How to increase employee engagement and productivity
Companies need to engage employees as they continue to work remotely. You can accomplish this by creating more workplace flexibility, clearer expectations, and a sense of fun in a remote work environment — all strategies that focus on human touch. Here’s how to get started.
- Offer flexibility
Freedom and flexibility are crucial to employee happiness and engagement. In the office an employee might take a 45-minute lunch break with coworkers, but when they’re working from home they might feel guilty if they step away from their computer for a break.
This shouldn’t be the case. You need to set clear, realistic expectations for employees to establish flexibility in your company’s remote work environment. If an employee needs to take a quick trip to the grocery store, eat lunch or spend 30 minutes with their child in the middle of the day, they should be able to do it without guilt from their employer. In addition to keeping people fresh, offering workplace flexibility shows trust and pays off in the form of better morale.
- Encourage employees to take time off
Due to travel restrictions that limit vacation options, employees have been taking less time off. Unused vacation time costs U.S. businesses $224 billion per year and can contribute to decreased productivity.
Taking time off — even if you’re not going on vacation — is good for mental and physical health, creativity and productivity. Establish clear paid time off policies and lead by example to encourage employees to use their vacation time and disconnect from work. Right now, many people feel that since they aren’t going on vacation, they shouldn’t use their paid time off. So encourage them to take breaks for mental health days or to do things they enjoy. Create an environment where people can reconnect with their life outside of work and not feel bad about it.

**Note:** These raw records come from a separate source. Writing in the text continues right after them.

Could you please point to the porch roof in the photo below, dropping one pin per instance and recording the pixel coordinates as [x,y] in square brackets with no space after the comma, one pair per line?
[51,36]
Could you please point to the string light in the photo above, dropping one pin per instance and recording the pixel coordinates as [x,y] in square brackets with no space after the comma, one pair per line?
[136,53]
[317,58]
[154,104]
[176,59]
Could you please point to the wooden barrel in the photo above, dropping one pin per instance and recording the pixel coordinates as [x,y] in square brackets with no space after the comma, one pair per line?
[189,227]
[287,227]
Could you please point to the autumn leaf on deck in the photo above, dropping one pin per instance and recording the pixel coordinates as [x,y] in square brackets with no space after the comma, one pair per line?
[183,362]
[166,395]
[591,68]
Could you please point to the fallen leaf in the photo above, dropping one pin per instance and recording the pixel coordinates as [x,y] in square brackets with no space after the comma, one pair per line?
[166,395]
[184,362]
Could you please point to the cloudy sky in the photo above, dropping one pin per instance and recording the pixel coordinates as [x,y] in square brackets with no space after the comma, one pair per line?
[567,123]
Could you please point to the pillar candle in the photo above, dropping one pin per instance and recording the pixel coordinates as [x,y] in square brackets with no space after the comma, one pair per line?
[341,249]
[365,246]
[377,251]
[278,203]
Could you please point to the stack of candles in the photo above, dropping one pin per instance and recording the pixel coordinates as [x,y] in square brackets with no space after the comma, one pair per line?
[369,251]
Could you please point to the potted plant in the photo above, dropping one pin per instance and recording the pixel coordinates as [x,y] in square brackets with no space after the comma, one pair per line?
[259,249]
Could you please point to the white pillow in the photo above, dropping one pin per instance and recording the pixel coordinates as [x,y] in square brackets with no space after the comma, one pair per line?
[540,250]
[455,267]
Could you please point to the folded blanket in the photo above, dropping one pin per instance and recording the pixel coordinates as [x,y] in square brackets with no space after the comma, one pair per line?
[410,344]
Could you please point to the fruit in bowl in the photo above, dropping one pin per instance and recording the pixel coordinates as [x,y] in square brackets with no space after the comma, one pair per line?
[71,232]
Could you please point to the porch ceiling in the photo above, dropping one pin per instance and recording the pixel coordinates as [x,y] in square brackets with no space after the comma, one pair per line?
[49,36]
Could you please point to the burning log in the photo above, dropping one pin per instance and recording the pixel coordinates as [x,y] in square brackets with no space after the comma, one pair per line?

- Create fun in a remote work environment
Enjoying oneself at work is important for employee productivity, engagement and creativity, but working remotely strips employees of in-person fun like happy hours and deskside chats. You can still create fun in a remote work environment by hosting virtual happy hours or establishing one Friday a month as a half day to encourage employees to get outside. It doesn’t have to be anything grand, but initiatives like this make a positive difference in your employees’ well-being.
You can also use technology like a digital workplace platform to provide communication channels for employees to discuss both work and non-work-related topics. Through this virtual water cooler, employees can talk about things they normally would if they were in the office. A digital workplace platform helps you easily implement new initiatives, which can improve company productivity. And initiatives and technology like this help you more easily cultivate a strong company culture and keep employees engaged — even when you’re working remotely.
Engagement increases productivity
Just because you’re getting more time out of your employees doesn’t mean they’re working more productively. Remote work is here to stay, so we need to create hybrid work models that don’t squeeze people harder with no increase in productivity—that’s a recipe for disengagement, burnout, and turnover. To ensure your team excels in the new (and permanent) world of remote work, encourage your people to take time away, offer them flexibility, and use digital tools to help create virtual fun and interactions. To make the new world of hybrid work more productive and sustainable, leaders need to invest in the human side of working remotely. It takes more than fast broadband and a stand-up desk to get the most out of the hybrid workplace!